Kentridge’s longstanding working relationship with Ross now continues on a long distance basis with collaborative projects still ongoing in South Africa and Canada. The photogravure printmaking process, having been introduced to Kentridge by Krut in 2002, represented an ideal medium for a new project to begin with use of multiple studios.
A new series of photogravure prints began as photographs taken in Kentridge’s home studio in Johannesburg, in part as documentation, and in part as a personal reflection of the life that unfolds on the studio walls. They exist as part of Kentridge’s development of a new series of short episodic films relating to the life of the studio, and his 11th animated film for the ongoing Drawings for Projection series – City Deep – being released online in October 2020. The film features the drawn interior rooms of the Johannesburg Art Gallery (JAG), ebbing and flowing and finally collapsing in on themselves. The history of the JAG and its ongoing struggles with maintenance and repair is common knowledge with the film a sad telling of the current times in South Africa.

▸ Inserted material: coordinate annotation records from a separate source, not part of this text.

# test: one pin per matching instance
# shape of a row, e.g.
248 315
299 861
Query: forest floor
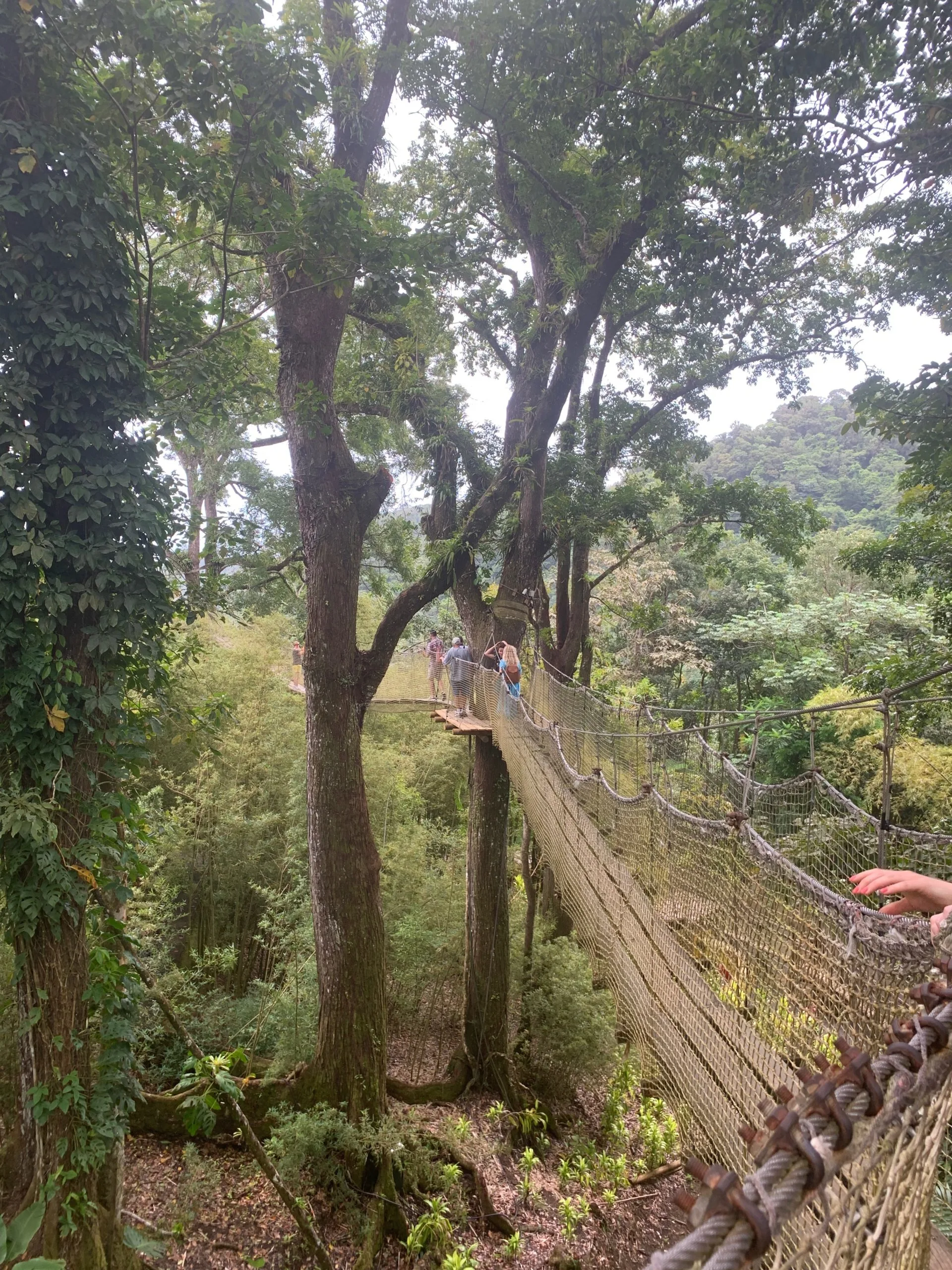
234 1219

In The Philips Room, the first photogravure to be released, Kentridge has placed a still life in the foreground with a charcoal drawing, made for City Deep, of the Philips Room in the Johannesburg Art Gallery hanging behind it. The water jug, espresso coffee pot, milk jug and more make up the still life of larger-than-life paper sculptures made in the artist’s studio. They have been created and used for reference in an ongoing number of charcoal still lives created during the lockdown and filmed for part of Kentridge’s next set of films. The images draw on the wonderful still life imagery of the great Italian painter and printmaker Giorgio Morandi.
Kentridge’s new series of films is made up of 12 episodes about life in the studio, the third episode already completed in mid-August. Each film in the series, aptly titled Studio Life, will be 40 minutes in length and will include aspects of drawing, of performance, of daily life – all insights into life in, and the life of, the studio.